TLGLock: A New Approach in Logic Locking Using Key-Driven Charge Recycling in Threshold Logic Gates

TL;DR

TLGLock introduces a scalable, energy-efficient logic locking method using threshold logic gates and charge recycling, significantly improving security and reducing overhead compared to traditional techniques.

Contribution

It presents a novel lock design leveraging threshold logic gates and charge recycling, offering enhanced security, lower overhead, and a complete synthesis-to-locking flow.

Findings

Achieves up to 30% area reduction.

Provides up to 50% delay improvement.

Offers up to 3x higher SAT attack resistance.

Abstract

Logic locking remains one of the most promising defenses against hardware piracy, yet current approaches often face challenges in scalability and design overhead. In this paper, we present TLGLock, a new design paradigm that leverages the structural expressiveness of Threshold Logic Gates (TLGs) and the energy efficiency of charge recycling to enforce key-dependent functionality at the gate level.

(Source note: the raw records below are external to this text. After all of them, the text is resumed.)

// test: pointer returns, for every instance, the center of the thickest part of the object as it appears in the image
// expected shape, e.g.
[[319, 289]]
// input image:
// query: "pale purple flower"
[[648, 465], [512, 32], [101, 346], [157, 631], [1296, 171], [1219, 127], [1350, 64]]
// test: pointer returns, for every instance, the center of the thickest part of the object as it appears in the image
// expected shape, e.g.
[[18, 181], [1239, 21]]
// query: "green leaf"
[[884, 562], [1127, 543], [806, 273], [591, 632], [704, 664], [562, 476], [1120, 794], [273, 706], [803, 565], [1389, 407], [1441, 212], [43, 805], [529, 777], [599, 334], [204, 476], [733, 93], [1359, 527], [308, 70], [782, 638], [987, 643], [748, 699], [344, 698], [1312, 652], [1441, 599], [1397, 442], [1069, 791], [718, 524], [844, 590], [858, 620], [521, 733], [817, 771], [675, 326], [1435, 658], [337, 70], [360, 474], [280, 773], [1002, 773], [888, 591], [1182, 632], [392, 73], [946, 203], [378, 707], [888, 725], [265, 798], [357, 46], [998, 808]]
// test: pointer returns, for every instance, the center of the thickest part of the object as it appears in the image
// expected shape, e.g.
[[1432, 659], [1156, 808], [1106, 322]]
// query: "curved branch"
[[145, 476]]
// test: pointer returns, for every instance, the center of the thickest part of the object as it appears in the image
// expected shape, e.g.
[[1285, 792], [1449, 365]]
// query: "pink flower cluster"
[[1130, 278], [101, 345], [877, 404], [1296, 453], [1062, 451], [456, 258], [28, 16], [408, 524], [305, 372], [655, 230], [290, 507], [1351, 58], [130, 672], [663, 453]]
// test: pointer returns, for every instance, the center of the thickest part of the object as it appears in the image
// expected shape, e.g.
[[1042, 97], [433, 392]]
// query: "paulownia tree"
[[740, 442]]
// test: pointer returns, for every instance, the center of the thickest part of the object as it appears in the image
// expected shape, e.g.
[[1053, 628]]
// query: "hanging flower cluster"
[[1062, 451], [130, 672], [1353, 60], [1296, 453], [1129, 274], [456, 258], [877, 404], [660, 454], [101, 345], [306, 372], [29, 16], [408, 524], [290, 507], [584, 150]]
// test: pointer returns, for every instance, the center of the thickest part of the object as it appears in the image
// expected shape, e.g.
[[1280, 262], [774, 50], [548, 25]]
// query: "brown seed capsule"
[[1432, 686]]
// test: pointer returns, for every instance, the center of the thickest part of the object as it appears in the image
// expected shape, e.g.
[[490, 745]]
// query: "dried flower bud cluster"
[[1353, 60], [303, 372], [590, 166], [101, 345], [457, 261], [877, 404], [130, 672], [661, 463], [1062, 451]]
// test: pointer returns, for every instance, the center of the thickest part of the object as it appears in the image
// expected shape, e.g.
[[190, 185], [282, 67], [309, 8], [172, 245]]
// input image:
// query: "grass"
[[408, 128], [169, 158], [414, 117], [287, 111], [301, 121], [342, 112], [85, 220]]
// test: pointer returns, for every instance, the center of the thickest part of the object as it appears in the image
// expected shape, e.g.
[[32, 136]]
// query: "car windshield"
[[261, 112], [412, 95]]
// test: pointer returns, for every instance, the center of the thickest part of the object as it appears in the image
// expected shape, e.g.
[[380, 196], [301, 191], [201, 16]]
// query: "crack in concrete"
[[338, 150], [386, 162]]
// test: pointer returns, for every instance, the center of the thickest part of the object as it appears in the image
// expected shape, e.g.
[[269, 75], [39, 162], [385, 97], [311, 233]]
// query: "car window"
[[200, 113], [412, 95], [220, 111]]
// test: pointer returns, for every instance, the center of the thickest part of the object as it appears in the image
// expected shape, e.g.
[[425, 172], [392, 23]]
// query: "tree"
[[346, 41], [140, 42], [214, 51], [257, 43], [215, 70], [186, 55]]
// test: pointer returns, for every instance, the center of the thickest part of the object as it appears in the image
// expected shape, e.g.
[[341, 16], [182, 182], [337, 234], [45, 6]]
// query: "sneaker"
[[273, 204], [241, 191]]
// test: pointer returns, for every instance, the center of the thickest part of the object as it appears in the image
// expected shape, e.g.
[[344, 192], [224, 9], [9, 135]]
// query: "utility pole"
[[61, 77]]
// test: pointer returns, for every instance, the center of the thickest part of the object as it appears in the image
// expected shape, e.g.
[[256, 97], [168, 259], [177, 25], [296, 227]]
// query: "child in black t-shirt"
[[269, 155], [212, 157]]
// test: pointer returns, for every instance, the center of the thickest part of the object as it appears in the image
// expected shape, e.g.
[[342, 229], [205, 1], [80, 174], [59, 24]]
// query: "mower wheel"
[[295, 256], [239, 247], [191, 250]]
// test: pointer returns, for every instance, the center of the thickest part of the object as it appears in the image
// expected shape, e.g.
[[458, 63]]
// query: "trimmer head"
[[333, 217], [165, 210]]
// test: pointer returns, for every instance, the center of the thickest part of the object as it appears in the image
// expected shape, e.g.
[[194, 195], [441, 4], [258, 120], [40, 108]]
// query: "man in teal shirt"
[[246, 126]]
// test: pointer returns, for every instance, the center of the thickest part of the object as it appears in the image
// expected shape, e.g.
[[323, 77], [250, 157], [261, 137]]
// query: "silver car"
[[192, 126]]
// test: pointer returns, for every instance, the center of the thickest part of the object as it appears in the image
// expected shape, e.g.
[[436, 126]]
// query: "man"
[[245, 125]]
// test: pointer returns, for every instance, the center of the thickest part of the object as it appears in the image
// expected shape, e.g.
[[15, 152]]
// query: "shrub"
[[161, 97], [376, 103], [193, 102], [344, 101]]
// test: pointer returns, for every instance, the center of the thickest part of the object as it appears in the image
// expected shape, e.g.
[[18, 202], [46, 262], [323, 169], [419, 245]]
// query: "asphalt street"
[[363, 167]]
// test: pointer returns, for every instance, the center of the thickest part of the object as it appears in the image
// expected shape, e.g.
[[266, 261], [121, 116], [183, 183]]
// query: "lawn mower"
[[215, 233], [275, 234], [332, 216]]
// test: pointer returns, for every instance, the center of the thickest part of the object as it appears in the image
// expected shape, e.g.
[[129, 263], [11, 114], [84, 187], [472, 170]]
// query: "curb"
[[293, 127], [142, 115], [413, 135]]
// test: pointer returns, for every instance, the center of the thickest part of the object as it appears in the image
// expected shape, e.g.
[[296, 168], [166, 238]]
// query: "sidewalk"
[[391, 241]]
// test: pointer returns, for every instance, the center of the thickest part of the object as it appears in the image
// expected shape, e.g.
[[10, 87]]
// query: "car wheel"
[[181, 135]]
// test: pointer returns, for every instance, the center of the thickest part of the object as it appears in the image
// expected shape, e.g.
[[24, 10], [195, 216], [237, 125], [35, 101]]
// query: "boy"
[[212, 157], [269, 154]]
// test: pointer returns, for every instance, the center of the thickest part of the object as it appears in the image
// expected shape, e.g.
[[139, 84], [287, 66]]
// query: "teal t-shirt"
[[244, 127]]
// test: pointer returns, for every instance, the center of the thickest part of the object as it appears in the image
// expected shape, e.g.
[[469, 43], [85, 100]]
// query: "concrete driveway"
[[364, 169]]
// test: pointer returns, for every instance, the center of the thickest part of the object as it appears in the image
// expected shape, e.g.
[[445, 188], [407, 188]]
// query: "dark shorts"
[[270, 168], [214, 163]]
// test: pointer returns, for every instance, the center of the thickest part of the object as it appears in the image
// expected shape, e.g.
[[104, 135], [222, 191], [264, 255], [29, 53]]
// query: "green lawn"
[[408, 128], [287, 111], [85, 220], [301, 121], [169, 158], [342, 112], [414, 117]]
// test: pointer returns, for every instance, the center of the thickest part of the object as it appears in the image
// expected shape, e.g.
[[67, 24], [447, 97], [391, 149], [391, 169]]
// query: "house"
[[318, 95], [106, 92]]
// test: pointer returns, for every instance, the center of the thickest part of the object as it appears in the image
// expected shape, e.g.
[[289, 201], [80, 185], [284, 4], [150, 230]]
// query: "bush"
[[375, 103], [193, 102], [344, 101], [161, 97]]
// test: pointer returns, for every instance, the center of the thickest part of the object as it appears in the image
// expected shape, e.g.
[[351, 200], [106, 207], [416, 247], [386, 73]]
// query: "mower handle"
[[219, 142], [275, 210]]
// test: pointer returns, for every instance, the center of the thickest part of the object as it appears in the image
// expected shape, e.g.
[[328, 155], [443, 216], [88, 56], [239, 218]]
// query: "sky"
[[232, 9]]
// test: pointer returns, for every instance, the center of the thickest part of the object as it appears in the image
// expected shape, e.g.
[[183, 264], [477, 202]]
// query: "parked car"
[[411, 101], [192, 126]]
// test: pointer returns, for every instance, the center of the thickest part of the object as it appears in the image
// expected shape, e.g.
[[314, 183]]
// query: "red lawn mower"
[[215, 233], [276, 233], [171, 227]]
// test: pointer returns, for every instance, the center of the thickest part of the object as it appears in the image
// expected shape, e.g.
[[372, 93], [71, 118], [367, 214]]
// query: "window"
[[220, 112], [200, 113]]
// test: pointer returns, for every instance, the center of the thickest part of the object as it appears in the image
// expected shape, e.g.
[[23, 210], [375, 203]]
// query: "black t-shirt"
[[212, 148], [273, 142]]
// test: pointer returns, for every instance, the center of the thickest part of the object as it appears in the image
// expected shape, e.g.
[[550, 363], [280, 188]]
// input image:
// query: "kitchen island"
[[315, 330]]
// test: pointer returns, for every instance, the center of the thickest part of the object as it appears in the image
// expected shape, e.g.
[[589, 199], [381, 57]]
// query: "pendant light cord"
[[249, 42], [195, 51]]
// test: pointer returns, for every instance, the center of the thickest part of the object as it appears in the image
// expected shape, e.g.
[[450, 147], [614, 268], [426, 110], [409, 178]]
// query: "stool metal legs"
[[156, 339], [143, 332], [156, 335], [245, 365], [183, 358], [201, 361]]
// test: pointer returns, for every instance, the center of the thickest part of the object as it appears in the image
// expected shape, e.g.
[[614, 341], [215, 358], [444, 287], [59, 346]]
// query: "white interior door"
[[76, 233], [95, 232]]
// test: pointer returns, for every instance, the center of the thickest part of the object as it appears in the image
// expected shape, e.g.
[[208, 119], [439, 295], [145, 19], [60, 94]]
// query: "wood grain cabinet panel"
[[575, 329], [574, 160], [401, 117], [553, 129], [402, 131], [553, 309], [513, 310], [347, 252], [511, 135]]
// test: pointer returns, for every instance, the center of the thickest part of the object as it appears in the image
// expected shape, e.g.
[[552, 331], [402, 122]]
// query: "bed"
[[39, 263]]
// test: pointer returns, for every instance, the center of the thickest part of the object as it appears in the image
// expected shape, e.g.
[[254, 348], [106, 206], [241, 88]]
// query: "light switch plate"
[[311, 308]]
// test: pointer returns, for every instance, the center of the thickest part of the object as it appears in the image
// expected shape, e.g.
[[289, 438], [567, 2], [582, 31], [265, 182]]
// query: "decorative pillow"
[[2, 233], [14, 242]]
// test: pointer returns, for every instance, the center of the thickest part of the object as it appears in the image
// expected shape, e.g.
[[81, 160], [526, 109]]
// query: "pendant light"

By embedding the key into the gate's weighted logic and utilizing dynamic charge sharing, TLGLock provides a stateless and compact alternative to conventional locking techniques. We implement a complete synthesis-to-locking flow and evaluate it using ISCAS, ITC, and MCNC benchmarks. Results show that TLGLock achieves up to 30% area, 50% delay, and 20% power savings compared to latch-based locking schemes. In comparison with XOR and SFLL-HD methods, TLGLock offers up to 3x higher SAT attack resistance with significantly lower overhead. Furthermore, randomized key-weight experiments demonstrate that TLGLock can reach up to 100% output corruption under incorrect keys, enabling tunable security at minimal cost. These results position TLGLock as a scalable and resilient solution for secure hardware design.